When Healing Is a Process
When I was younger, I errantly believed healing should happen quickly; it never occurred to me it would look any other way. I didn’t yet understand change could occur through instantaneous healing (Matt. 8:13, Mark 1:42) or in a process (Luke 17:12-19; John 9:6-7). We don’t necessarily need a clear understanding of why God chooses to work in the way he does. However, what we can confidently cling to is that he promises he will complete the work he has begun in us (Phil. 1:6). This means we may never be fully healed on this earth, and yet we know God’s heart is for us to be complete, even if that day is when we meet him face to face.
So how do we as Christians wrestle with this tension?
In my experience, psychotherapy can be part of the journey toward the wholeness for which we long. Specifically, the relational dynamics and skill building that show up in therapy can quite literally heal our wounding and begin to rewire our brains. Because God created us to be relational beings, and it is often in relationships that we are deeply wounded, this is where the formative work of therapy is done—in relationships. At its best, therapy provides a corrective emotional experience in a safe place so we can live the healing for which we ache.

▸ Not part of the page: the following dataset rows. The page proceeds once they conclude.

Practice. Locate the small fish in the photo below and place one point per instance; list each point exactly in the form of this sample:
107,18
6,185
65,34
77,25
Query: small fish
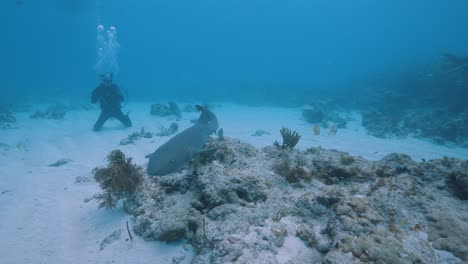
316,130
333,130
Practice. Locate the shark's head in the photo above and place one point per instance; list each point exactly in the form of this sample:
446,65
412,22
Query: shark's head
207,119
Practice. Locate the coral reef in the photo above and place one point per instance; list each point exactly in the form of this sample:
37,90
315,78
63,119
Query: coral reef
428,101
447,231
54,112
118,180
290,138
168,131
323,113
238,204
439,125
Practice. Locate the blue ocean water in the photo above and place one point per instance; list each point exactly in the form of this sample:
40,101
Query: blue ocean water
218,50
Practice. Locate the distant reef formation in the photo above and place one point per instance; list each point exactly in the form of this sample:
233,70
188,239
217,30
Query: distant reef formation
428,101
237,204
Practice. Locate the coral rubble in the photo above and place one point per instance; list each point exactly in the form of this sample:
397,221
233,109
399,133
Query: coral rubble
238,204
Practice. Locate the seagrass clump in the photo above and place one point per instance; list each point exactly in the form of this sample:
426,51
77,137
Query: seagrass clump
290,138
119,179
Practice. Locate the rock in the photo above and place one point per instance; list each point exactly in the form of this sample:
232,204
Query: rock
173,226
260,133
60,162
165,111
232,206
459,181
110,239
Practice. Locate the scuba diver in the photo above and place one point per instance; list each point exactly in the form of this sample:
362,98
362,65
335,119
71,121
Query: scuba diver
110,98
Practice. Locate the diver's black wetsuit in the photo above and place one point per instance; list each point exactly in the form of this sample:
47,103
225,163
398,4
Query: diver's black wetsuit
110,98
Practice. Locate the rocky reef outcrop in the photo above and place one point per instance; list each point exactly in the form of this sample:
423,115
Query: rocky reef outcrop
237,204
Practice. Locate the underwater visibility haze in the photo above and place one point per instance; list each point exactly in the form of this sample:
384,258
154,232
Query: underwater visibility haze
233,131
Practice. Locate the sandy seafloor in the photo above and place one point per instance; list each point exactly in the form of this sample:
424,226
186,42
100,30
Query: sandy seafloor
44,213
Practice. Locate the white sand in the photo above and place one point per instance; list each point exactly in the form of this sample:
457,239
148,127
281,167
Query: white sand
43,216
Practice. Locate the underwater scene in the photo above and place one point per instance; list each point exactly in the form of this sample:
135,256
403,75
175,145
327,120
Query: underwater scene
234,131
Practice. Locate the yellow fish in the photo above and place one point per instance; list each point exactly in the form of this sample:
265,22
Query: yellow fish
333,130
316,130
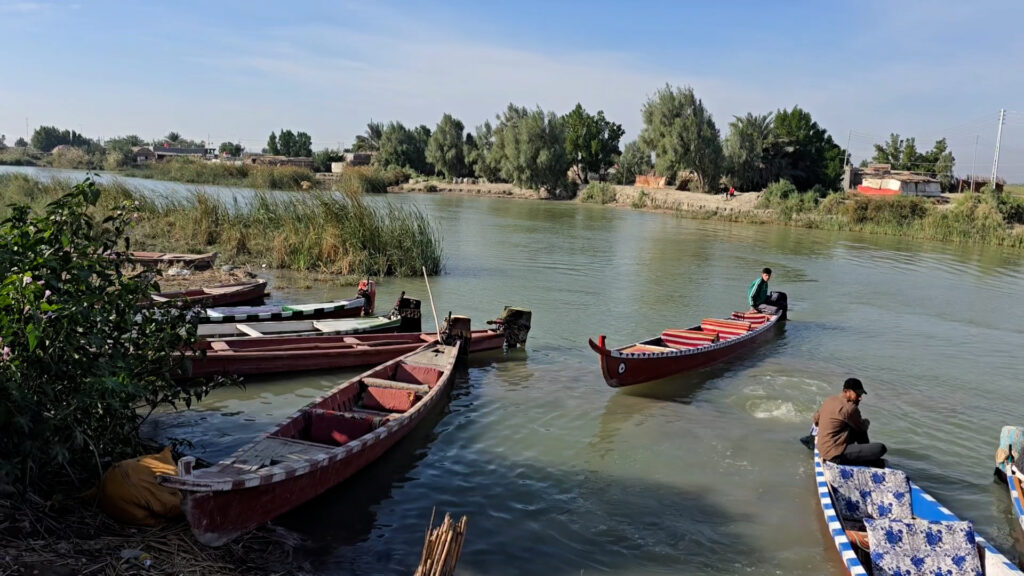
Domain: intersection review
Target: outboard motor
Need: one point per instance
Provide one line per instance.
(514, 323)
(409, 311)
(367, 291)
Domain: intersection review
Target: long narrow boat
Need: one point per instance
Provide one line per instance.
(338, 327)
(882, 523)
(1011, 447)
(320, 446)
(297, 354)
(676, 352)
(219, 295)
(195, 261)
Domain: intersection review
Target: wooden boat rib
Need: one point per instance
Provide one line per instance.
(320, 446)
(219, 295)
(195, 261)
(372, 325)
(296, 354)
(924, 506)
(653, 359)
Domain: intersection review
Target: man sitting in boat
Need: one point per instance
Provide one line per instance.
(842, 430)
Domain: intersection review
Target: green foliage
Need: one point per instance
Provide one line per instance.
(324, 158)
(753, 154)
(45, 138)
(81, 366)
(808, 155)
(529, 148)
(446, 148)
(902, 155)
(634, 162)
(683, 135)
(290, 144)
(371, 139)
(598, 193)
(230, 149)
(591, 142)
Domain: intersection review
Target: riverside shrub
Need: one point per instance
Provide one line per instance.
(81, 366)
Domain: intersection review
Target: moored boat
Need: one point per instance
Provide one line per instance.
(195, 261)
(883, 524)
(296, 354)
(218, 295)
(318, 447)
(676, 352)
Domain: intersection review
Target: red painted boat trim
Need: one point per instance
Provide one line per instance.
(625, 369)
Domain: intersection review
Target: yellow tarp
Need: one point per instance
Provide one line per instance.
(129, 492)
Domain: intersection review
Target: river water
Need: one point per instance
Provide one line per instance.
(559, 474)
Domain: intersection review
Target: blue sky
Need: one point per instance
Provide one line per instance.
(239, 70)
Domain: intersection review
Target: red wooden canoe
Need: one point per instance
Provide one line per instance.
(195, 261)
(297, 354)
(685, 350)
(219, 295)
(318, 447)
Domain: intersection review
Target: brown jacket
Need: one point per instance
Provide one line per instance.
(839, 425)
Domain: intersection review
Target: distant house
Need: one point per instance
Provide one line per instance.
(165, 152)
(880, 180)
(142, 155)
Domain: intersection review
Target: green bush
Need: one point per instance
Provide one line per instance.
(81, 366)
(598, 193)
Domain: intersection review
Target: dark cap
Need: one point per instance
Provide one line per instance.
(854, 384)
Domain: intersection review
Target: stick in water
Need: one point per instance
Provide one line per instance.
(432, 309)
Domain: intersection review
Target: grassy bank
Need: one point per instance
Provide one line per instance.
(321, 231)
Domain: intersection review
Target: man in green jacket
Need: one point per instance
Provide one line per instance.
(758, 294)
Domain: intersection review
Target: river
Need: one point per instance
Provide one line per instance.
(559, 474)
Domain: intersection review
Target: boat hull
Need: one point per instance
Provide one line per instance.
(626, 369)
(315, 353)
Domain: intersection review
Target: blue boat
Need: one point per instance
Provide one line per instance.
(884, 525)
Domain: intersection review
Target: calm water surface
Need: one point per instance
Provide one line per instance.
(559, 474)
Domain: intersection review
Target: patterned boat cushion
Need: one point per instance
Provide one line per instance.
(688, 338)
(756, 319)
(725, 328)
(862, 492)
(905, 547)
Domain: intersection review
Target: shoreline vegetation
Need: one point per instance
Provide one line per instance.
(320, 231)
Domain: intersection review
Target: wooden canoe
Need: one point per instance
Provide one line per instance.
(195, 261)
(850, 538)
(297, 354)
(316, 448)
(338, 327)
(654, 359)
(219, 295)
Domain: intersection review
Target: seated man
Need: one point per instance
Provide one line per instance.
(843, 433)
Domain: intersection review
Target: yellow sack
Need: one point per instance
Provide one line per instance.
(129, 492)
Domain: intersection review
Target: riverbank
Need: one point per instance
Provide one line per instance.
(963, 218)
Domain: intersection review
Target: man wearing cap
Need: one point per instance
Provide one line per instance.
(842, 430)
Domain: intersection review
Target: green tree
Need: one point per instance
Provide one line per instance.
(230, 149)
(371, 139)
(591, 142)
(81, 365)
(529, 148)
(45, 138)
(446, 148)
(683, 135)
(809, 157)
(635, 161)
(752, 153)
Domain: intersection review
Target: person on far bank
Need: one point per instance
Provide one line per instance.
(843, 432)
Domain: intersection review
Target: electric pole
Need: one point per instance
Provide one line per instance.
(998, 138)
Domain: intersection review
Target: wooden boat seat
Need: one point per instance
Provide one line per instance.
(393, 384)
(274, 450)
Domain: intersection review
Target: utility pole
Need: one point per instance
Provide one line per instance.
(998, 138)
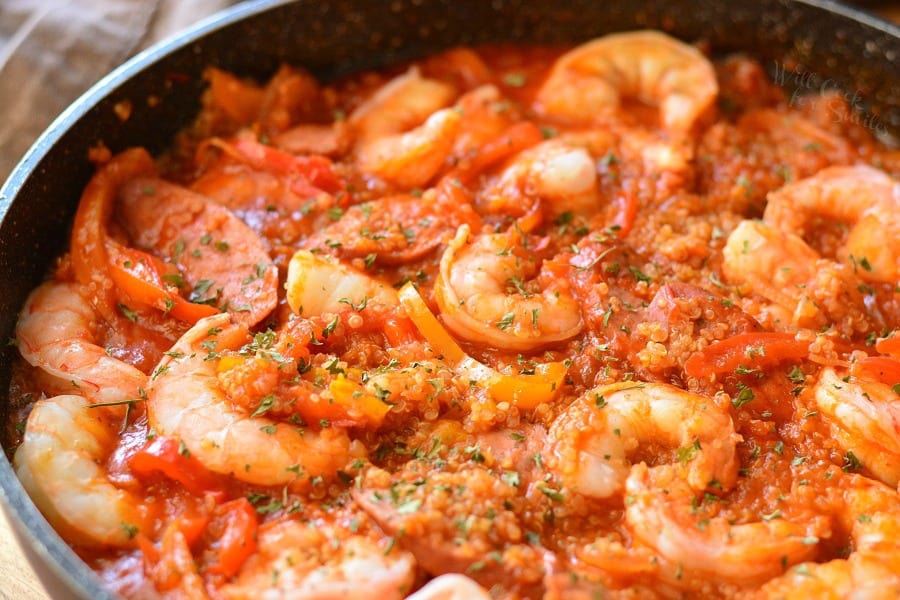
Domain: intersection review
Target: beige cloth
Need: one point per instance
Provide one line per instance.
(51, 51)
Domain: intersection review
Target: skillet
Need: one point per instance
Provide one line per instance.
(806, 45)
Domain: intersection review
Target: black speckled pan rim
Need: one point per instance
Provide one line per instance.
(46, 547)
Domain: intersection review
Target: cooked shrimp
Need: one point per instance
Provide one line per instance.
(225, 261)
(650, 66)
(870, 512)
(185, 401)
(60, 463)
(393, 141)
(866, 199)
(594, 439)
(318, 284)
(864, 417)
(482, 121)
(57, 332)
(661, 511)
(558, 172)
(315, 561)
(483, 294)
(451, 587)
(806, 290)
(775, 265)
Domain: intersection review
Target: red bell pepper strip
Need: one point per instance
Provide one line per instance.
(140, 277)
(752, 350)
(238, 541)
(885, 369)
(168, 456)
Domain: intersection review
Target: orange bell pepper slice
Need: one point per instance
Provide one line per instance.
(525, 391)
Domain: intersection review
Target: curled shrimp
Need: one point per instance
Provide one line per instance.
(864, 417)
(647, 65)
(865, 198)
(60, 463)
(404, 132)
(225, 261)
(559, 172)
(315, 561)
(595, 437)
(452, 586)
(57, 331)
(661, 510)
(870, 513)
(184, 400)
(483, 294)
(806, 289)
(319, 284)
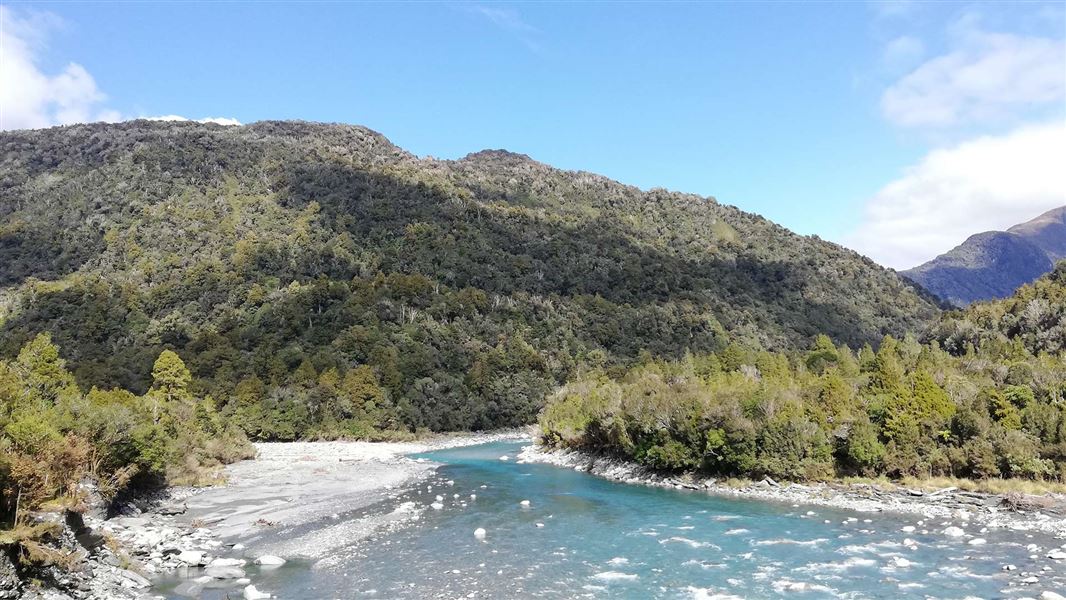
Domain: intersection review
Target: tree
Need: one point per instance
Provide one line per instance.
(170, 376)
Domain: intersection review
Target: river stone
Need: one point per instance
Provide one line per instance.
(224, 572)
(270, 561)
(252, 594)
(189, 588)
(135, 579)
(194, 557)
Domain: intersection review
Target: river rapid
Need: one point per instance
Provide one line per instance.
(551, 532)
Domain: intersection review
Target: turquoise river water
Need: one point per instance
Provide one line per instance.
(602, 539)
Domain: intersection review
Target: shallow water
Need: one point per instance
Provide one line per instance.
(604, 539)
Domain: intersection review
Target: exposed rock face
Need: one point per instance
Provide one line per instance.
(994, 264)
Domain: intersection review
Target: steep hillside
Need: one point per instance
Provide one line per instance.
(316, 276)
(1047, 231)
(995, 263)
(1034, 315)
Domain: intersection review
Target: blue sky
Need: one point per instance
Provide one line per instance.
(825, 117)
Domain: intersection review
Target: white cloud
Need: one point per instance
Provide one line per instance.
(988, 183)
(985, 76)
(30, 98)
(511, 20)
(214, 119)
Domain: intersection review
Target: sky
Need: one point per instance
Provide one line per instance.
(893, 128)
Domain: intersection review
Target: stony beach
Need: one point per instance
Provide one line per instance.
(302, 502)
(221, 537)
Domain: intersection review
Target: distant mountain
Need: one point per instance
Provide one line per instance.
(321, 273)
(995, 263)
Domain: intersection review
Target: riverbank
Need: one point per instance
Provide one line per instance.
(945, 509)
(214, 538)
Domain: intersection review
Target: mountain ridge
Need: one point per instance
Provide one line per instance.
(992, 264)
(278, 254)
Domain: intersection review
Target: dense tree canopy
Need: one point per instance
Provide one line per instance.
(318, 280)
(53, 437)
(992, 406)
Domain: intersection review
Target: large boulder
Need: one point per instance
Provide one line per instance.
(224, 572)
(192, 557)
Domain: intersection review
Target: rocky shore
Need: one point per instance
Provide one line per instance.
(226, 537)
(1046, 514)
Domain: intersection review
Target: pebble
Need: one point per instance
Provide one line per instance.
(252, 594)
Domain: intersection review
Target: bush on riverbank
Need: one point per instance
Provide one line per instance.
(907, 409)
(55, 439)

Similar to the way God’s kindness shows up as insulin for the diabetes patient, so also does our good God allow us to have relationships and tools to move us toward healing in the areas of mental health. With this lens, we can embrace God’s grace to us in the midst of a cracked and broken world.
On the Other Side
Now, well into my 30s, I write as a licensed counselor, an adult child of addicts, a survivor of a traumatized family, and a fellow traveler on this journey toward holistic healing. In many respects, it should be no surprise I chose the field I did.
After years of leaning into my own healing, therapy, community, and discipleship—I can humbly and confidently say Jesus can meet us in the counseling room, too. Admittedly, I have long wrestled with the ideas of faith and psychology, and find, gratefully, they are not at odds with each other.
In the decades since my childhood, it has become a passion of mine to examine the integration of faith and psychology and use my voice to advocate for the gap that continues in our churches surrounding mental health. And while I wouldn’t wish pain on any person, God has woven my own life experience into a deep empathy for those who feel disenfranchised; and this often means folks with mental health issues.
Now, when I think about the hurting young woman all those years ago, I feel deep compassion. And, I believe we, the church, have a beautiful opportunity. We have the ability and the means to point those who need the resources of mental health in the right direction. We have the chance to speak life over folks in the gaps and remind them they are scandalously loved and—sometimes—God’s grace shows up in the form of a counseling room.